Revisiting Kon-Tiki

For some reason, book club choices have been reading books I have read before, mostly many years ago. It’s been interesting that some book I really loved in the past seem to have lost their charm, and others I struggled with before now reveal depths I hadn’t previously appreciated.. It’s made me inclined to reread more old favourites – how about this one? This is a blog I wrote  in April a couple of years ago:

Kon-Tiki was one of the first adult books I ever read, probably when I was about seven or eight; I was such an adventurous child, in my imagination and I was always reading books about real life adventures and wishing, wishing with every wish-bone, four-leafed clover, shooting star, that I would have an adventure.

Kon-Tiki was written by Thor Heyerdahl, and as it is the centenary of his birth today, Google have its doodle of the day honouring him; the doodle is blue and white and shows some figures on a raft with a little hut on it and the mask from a Pacific island.
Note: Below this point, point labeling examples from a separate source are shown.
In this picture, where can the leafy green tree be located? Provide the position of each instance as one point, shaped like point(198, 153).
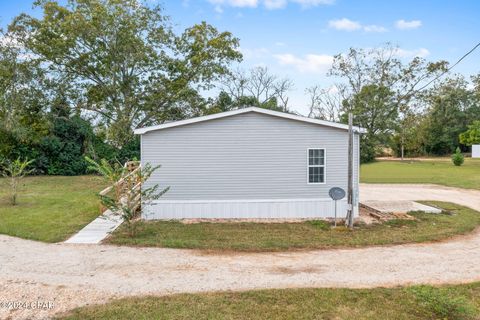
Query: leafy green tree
point(125, 61)
point(65, 148)
point(15, 171)
point(472, 135)
point(451, 107)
The doodle was instantly recognisable to someone who knows of Heyerdahl’s expeditions.

Thor Heyerdahl was born a hundred years ago today, and as you may guess from his name he was Norwegian. He was a brilliant man, and although his first interest from being a child was zoology, he was renowned in many other areas too. During the war when Norway fell to the Germans, he fought in the Resistance. He had become fascinated by the Polynesian islands and people who he had studied himself while doing other course at university.

He became renowned for many things, but Kon-Tiki is maybe the one which most people would know. It was the name given to a raft he made to sail from Peru to the Easter Islands as he was convinced that in olden times people would have been able to and indeed often did sail across the ocean. He filmed his 1947 adventure, which started on the 28th April – it was actually towed away from Peruvian coastal waters because of the danger of other shipping, but after that the balsa wood raft sailed alone.  Although they came near other islands, they eventually beached on the Raroia atoll in the Tuamotu group. Kon-Tiki had travelled about 3,770 nautical miles (4,340 land mi)les) and had taken 101 days; their average speed was 1.5 knots.

It was an amazing feat, and Heyerdahl went on to make other voyages on other craft which I also followed and read about. However, it is Kon-Tiki, which most excited me as a child!